Plan commission moves the TIF forward
According to the Milwaukee Journal Sentinel, commissioners backed a resolution that kicks off the official TIF creation process. That step opens the door to the state‑required public notices and financial analysis, but it stops short of any commitment of city money. As reported there, the move essentially sets the table for the next phase: public hearings and detailed number‑crunching under state law before anyone signs off on a subsidy package.
Developer's plan: Poth's General
Land By Label brands the proposal as “Poth's General,” describing the Orchard View property as a roughly 25‑acre site at SEC 76th & Rawson slated for apartments above ground‑floor commercial space. In the developer’s own materials, the project is cast as a town‑center‑style reboot of the aging shopping center. Exact apartment counts, commercial square footage and other fine‑grained details are expected later when formal development plans land at City Hall.
Why TIF is contested
On the dais, much of the friction centered on whether the property actually qualifies as “blighted” under state rules, a label that can make or break a city’s ability to deploy TIF for redevelopment. Under Wis. Stat. § 66.1105, officials must show that the area is blighted or that the project is unlikely to happen without public assistance. The law also mandates independent financial analyses, formal notice to affected taxing jurisdictions and a joint‑review process before any new district gets off the ground.

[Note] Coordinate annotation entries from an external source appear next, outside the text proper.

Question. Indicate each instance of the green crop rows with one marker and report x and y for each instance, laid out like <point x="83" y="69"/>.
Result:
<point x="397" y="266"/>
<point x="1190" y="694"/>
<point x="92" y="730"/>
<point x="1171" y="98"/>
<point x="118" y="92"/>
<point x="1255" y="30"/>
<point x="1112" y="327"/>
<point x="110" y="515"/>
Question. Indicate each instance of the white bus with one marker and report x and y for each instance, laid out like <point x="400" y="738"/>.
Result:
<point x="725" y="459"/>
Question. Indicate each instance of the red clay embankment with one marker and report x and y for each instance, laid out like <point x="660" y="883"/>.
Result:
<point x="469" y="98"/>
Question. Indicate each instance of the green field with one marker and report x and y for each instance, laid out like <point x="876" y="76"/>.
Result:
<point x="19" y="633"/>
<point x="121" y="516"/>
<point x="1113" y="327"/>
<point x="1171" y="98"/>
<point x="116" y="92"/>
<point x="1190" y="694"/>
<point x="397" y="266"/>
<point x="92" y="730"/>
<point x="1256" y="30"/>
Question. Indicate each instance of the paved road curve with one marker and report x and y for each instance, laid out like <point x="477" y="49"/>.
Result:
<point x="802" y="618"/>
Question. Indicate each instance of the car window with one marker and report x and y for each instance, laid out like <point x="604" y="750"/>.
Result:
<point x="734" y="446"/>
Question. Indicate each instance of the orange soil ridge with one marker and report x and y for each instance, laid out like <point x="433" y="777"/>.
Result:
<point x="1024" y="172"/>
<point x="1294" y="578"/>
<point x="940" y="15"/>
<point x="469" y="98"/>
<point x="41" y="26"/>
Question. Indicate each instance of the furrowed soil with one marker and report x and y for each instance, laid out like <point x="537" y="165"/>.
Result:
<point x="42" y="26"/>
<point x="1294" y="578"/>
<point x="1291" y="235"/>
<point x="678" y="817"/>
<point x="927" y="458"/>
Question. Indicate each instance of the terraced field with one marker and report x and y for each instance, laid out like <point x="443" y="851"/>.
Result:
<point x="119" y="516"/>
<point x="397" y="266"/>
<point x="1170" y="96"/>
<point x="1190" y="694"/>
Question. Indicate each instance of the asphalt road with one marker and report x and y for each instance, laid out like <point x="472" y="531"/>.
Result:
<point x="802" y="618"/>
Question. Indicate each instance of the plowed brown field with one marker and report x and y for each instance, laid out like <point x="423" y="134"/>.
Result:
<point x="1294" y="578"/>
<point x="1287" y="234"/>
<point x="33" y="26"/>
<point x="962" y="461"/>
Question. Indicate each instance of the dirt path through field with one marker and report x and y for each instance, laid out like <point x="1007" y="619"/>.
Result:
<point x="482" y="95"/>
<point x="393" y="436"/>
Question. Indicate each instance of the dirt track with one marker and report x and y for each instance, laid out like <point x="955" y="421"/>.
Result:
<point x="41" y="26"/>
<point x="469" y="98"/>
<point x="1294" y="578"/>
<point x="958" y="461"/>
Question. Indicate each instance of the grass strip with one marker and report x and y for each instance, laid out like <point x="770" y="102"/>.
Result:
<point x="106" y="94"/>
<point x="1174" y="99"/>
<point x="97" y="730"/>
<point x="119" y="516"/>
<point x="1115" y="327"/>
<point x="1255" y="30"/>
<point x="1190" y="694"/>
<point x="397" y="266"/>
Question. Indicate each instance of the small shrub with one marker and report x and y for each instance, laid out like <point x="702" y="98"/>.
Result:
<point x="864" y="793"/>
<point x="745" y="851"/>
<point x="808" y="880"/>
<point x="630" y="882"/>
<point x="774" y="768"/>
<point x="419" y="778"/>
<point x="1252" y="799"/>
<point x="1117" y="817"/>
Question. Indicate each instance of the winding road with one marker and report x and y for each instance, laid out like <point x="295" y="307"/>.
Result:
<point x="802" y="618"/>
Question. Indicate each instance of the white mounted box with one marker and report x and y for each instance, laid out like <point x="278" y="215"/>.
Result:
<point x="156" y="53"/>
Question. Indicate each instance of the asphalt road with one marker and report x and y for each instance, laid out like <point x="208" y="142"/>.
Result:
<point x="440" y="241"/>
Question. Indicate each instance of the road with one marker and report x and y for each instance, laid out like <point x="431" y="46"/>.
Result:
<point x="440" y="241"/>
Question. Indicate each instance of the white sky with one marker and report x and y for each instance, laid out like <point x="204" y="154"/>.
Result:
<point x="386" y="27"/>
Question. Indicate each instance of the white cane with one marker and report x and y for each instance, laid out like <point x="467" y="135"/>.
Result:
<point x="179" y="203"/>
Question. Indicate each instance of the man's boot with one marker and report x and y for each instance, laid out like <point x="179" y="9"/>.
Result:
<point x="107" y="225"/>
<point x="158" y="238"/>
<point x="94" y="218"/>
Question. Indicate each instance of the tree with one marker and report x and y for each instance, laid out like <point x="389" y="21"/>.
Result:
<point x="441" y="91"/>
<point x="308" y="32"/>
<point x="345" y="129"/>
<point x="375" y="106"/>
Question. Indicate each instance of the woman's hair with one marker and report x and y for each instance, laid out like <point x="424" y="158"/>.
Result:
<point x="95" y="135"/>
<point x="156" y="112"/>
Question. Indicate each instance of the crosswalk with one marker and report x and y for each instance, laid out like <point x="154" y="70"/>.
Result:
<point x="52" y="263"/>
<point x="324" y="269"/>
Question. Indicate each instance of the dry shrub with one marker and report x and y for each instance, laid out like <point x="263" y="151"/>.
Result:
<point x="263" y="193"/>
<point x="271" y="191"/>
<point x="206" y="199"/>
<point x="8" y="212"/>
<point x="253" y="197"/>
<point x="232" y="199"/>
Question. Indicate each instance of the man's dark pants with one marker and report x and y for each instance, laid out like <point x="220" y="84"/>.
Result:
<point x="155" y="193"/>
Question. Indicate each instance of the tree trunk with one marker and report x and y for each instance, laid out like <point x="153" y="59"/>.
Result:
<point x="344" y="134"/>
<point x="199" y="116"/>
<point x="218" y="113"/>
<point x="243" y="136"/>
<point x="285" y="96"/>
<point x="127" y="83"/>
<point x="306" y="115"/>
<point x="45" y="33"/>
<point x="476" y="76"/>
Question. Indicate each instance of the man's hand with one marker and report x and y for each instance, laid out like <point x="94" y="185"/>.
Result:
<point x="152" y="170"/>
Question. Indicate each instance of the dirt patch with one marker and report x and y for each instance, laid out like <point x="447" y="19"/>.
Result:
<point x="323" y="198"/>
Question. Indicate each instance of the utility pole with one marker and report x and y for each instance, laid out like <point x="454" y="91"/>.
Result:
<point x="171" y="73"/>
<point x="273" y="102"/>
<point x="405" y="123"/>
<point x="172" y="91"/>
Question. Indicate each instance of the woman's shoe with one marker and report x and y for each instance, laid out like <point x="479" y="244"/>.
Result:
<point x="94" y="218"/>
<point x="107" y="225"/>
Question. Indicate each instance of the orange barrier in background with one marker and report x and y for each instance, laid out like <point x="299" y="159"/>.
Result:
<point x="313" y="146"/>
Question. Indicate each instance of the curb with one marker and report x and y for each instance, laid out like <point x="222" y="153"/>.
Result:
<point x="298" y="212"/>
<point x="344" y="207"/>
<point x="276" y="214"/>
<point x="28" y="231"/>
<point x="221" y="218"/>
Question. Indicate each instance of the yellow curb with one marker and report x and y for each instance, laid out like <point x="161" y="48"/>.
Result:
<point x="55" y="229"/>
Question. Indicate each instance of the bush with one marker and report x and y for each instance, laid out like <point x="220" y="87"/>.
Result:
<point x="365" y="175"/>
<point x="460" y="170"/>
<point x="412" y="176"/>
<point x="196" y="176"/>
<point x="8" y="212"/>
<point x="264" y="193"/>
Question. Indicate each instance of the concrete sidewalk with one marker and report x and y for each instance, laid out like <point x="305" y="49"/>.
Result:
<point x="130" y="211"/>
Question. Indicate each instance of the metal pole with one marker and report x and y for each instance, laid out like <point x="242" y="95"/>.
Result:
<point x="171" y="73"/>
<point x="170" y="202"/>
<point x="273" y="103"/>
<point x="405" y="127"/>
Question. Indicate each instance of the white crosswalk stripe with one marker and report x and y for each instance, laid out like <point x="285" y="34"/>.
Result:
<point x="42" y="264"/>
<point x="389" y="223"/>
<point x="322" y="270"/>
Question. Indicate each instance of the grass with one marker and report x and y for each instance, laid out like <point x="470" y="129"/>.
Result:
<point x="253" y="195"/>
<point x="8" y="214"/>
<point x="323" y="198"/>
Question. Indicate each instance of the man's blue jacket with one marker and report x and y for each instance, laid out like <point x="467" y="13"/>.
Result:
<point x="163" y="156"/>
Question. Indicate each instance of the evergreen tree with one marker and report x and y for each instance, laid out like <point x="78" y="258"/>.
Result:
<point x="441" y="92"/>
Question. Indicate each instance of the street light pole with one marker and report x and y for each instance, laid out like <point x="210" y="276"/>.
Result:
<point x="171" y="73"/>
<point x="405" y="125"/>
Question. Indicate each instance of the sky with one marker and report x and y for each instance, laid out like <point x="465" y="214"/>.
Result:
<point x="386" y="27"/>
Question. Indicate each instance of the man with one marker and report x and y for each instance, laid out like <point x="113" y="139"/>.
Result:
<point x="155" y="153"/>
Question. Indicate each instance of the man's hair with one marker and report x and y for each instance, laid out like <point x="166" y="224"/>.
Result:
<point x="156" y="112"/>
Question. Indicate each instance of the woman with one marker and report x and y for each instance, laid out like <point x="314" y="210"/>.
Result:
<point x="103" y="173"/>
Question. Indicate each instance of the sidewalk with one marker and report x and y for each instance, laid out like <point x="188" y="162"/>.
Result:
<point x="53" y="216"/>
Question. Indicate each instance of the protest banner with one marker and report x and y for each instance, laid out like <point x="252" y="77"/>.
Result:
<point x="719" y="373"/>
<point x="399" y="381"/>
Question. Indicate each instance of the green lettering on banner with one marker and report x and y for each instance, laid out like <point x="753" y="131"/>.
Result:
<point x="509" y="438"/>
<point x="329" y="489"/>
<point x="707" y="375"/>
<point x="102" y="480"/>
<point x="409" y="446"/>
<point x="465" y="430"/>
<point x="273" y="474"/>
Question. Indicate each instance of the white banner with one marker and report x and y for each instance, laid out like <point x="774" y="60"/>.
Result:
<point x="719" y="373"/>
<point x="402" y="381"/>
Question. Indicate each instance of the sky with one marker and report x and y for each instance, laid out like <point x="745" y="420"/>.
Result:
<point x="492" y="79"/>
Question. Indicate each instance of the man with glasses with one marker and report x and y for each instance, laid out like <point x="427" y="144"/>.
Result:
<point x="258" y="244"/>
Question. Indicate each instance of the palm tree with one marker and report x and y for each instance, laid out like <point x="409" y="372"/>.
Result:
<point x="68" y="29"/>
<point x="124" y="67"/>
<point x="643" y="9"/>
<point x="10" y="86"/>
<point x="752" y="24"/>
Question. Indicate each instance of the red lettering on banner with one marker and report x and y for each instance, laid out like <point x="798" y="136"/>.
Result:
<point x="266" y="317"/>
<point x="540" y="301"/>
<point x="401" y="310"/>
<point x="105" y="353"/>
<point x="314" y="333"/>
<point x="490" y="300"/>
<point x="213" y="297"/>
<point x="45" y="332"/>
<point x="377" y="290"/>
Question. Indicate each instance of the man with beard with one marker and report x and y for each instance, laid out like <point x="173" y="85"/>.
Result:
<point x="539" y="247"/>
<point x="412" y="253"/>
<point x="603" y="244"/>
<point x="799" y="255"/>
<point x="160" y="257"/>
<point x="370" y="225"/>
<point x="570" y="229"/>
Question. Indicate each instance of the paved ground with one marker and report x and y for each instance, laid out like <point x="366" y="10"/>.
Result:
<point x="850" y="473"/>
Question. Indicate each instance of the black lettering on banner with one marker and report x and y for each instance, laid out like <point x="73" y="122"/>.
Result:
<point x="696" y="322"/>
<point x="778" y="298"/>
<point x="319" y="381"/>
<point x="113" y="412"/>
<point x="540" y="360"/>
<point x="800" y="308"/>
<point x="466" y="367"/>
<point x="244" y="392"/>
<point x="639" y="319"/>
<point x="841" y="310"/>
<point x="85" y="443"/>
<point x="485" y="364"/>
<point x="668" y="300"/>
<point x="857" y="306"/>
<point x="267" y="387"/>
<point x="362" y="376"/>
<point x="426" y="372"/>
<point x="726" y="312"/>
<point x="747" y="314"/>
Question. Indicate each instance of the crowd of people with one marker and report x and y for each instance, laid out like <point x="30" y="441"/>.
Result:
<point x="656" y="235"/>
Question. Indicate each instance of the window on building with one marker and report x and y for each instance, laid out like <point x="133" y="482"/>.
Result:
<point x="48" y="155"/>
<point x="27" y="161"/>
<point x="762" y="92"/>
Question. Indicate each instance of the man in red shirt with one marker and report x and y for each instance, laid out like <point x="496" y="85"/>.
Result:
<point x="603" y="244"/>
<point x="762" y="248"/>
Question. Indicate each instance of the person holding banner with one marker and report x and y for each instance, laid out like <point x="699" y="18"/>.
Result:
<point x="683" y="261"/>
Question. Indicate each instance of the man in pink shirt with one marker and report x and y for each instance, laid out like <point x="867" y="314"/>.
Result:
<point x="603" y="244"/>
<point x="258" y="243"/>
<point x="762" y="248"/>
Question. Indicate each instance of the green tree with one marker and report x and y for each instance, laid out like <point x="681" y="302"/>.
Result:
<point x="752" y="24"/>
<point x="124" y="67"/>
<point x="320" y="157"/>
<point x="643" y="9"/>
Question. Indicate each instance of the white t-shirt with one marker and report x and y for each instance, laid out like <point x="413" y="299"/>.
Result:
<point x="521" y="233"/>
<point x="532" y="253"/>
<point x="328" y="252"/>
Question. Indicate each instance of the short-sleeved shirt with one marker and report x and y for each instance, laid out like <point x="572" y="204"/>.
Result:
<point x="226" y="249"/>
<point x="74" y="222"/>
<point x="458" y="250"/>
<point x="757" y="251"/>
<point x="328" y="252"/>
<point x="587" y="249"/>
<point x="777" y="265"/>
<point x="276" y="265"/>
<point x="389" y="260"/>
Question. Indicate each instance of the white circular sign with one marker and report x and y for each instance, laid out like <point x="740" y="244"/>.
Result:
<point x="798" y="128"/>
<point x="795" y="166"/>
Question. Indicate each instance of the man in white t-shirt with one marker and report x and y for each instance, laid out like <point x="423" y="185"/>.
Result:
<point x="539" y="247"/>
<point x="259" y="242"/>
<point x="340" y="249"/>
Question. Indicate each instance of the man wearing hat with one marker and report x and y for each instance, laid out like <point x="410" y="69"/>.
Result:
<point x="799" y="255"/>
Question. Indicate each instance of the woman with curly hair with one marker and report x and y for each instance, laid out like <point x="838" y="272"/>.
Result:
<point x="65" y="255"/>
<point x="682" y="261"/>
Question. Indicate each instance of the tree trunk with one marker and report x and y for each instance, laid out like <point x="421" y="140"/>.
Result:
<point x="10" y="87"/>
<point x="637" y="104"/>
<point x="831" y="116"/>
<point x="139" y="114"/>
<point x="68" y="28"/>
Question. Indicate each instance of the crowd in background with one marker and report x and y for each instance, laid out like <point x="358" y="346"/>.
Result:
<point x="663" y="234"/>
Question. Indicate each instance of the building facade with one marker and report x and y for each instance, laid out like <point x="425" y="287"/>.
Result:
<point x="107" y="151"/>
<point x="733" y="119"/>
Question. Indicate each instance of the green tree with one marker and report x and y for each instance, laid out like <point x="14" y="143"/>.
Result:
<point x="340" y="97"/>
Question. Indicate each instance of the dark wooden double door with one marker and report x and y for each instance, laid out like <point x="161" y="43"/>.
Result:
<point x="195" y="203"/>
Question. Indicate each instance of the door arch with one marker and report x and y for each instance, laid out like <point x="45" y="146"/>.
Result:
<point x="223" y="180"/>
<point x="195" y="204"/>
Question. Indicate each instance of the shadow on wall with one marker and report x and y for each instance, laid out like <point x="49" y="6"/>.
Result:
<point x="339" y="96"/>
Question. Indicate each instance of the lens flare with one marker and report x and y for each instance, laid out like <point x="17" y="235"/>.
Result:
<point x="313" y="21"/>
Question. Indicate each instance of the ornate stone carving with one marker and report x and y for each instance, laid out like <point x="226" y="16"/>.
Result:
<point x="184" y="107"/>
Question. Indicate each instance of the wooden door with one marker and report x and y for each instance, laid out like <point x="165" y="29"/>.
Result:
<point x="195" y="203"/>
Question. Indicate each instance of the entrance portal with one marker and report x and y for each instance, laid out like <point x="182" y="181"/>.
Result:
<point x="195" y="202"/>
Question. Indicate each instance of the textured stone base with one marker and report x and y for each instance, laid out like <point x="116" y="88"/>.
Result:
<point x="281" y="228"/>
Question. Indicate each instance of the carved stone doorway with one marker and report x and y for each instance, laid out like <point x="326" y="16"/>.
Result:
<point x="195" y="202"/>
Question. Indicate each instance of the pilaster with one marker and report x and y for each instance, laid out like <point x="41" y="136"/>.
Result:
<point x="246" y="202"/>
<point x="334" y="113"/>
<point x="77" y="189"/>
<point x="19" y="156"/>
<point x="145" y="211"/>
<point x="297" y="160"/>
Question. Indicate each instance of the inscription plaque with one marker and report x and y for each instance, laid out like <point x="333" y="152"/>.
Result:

Legal stakes and tax impacts
If Franklin ultimately creates the district, any new taxable value generated within its boundaries would be captured to pay back project costs instead of flowing immediately to the school district, county and other taxing bodies. That structure is standard TIF mechanics and a frequent flashpoint in local budget debates. Critics who believe the site fails the legal test or that TIF is being stretched too far can ask a court to review the city’s actions, and both the joint review board and state officials have formal oversight roles in evaluating the proposal.
What comes next
The Journal Sentinel reports that the commission’s vote now hands the file to the Common Council, triggering a fresh round of public hearings where residents, the school district and other stakeholders can weigh in before any TIF dollars are approved. City leaders have not yet set a formal timeline for council deliberations or for when construction might begin.